Pero es que Roma es todo. Son sus palacios, sus
iglesias, sus pinturas, su Coliseo, su historia, sus arcos de triunfo con sus significados,
su cultura, su lengua, sus papas y su
iglesia, son sus gentes y su arquitectura, es su tráfico endemoniado y casi
imposible, es su extraño equilibrio entre el caos y la esperanza de salir
siempre del atolladero, es el río y son sus barrios, es su renacimiento y su
barroco, es su dispersión y su orgullo de conjunto, es la bohemia y la rutina,
es el cielo y el suelo…
Y los nombres propios se agolpan pidiendo paso. Los
pintores, los escultores, los escritores, los religiosos, los arquitectos, los
emperadores con sus imperios, los políticos de diversa traza… y hasta los
nombres de gentes populares pero eternas para la historia. Y las personas
concretas que tanto me sirvieron de guía y de acompañamiento…

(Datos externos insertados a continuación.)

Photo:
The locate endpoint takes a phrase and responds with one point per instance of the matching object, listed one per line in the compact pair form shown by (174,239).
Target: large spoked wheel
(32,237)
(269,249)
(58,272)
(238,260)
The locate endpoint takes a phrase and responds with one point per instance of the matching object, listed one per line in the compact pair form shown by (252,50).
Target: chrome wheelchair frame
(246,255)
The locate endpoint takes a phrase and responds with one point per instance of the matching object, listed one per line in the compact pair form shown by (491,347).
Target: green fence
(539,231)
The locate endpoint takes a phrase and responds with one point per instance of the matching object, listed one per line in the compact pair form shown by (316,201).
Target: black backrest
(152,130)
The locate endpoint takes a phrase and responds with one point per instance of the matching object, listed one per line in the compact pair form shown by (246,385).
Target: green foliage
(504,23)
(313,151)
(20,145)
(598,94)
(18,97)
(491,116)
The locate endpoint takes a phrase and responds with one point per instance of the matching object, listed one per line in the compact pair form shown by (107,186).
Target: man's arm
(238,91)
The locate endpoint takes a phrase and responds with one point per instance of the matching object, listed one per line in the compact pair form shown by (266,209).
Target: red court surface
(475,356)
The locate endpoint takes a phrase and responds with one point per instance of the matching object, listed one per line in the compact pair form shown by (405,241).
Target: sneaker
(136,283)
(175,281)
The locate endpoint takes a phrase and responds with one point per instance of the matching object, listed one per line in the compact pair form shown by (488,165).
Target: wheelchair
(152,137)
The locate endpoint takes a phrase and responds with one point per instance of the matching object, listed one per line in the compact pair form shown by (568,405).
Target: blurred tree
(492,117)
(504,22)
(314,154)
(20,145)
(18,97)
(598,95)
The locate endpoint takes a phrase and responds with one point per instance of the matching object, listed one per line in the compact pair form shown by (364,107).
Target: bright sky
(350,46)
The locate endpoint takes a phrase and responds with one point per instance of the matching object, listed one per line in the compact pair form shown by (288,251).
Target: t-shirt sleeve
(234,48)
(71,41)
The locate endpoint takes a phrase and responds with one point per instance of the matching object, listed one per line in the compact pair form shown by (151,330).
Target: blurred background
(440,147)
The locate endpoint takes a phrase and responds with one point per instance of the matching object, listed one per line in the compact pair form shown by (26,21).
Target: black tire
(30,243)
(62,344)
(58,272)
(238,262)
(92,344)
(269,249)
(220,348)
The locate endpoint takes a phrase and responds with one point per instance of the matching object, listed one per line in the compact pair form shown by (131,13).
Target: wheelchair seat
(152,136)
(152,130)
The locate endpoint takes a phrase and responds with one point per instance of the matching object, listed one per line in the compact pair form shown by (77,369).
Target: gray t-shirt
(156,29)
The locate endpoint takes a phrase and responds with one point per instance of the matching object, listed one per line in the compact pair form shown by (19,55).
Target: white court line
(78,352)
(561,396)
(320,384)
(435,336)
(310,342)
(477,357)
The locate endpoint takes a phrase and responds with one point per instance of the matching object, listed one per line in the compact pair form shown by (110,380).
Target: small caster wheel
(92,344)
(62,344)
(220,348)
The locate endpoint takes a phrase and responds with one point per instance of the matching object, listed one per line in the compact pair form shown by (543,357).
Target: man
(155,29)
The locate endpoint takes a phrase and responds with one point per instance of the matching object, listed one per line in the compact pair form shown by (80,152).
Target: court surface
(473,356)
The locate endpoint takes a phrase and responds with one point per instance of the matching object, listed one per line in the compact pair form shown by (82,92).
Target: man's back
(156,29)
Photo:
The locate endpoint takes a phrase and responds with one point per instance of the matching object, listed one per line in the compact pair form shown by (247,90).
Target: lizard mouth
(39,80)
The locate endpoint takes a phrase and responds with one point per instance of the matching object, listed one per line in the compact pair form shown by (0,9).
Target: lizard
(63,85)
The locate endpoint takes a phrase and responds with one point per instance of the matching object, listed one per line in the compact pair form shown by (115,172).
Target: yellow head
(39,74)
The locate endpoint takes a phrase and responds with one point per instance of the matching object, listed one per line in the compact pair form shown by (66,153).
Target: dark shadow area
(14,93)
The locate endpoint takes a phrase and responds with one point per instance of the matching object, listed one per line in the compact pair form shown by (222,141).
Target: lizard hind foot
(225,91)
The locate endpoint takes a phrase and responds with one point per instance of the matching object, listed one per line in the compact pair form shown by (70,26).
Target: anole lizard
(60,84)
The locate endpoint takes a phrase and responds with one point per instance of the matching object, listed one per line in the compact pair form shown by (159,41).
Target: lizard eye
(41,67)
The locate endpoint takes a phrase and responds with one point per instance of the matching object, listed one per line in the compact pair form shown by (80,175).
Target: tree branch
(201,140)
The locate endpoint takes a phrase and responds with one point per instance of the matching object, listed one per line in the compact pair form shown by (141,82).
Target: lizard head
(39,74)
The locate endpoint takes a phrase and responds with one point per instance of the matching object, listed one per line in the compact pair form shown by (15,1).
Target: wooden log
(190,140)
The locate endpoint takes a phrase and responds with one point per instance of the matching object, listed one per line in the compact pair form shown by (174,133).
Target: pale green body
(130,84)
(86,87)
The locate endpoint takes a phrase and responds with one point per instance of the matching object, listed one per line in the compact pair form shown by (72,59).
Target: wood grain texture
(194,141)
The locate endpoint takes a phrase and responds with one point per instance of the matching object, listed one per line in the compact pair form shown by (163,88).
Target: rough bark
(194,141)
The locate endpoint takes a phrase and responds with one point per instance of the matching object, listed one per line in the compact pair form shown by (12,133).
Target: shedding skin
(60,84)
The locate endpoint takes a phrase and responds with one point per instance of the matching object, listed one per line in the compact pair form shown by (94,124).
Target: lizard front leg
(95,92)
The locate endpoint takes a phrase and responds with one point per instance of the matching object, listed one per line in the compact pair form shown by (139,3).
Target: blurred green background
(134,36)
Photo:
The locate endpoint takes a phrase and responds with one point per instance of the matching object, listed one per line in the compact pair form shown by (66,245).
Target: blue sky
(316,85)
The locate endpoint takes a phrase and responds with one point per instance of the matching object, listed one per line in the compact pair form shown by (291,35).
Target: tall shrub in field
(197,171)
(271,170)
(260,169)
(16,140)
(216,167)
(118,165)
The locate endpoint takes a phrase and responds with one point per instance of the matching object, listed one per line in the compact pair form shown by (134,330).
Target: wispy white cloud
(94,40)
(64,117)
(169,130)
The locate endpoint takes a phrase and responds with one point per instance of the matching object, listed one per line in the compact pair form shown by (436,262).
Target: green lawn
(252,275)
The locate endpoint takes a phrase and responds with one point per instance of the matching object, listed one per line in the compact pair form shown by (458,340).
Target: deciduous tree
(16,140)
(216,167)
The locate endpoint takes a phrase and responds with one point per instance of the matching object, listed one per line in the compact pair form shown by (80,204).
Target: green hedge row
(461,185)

Y se agolpan también los numerosos elementos que
suponen el legado de Roma como imperio par la historia de occidente.
Y, ante tanto recuerdo, se imagina uno una visita más
a la ciudad de todos, a la ciudad del mundo. Debería ser algo más que un deseo.
Y no debería cumplirla solo porque alguien más desea hacer el viaje conmigo.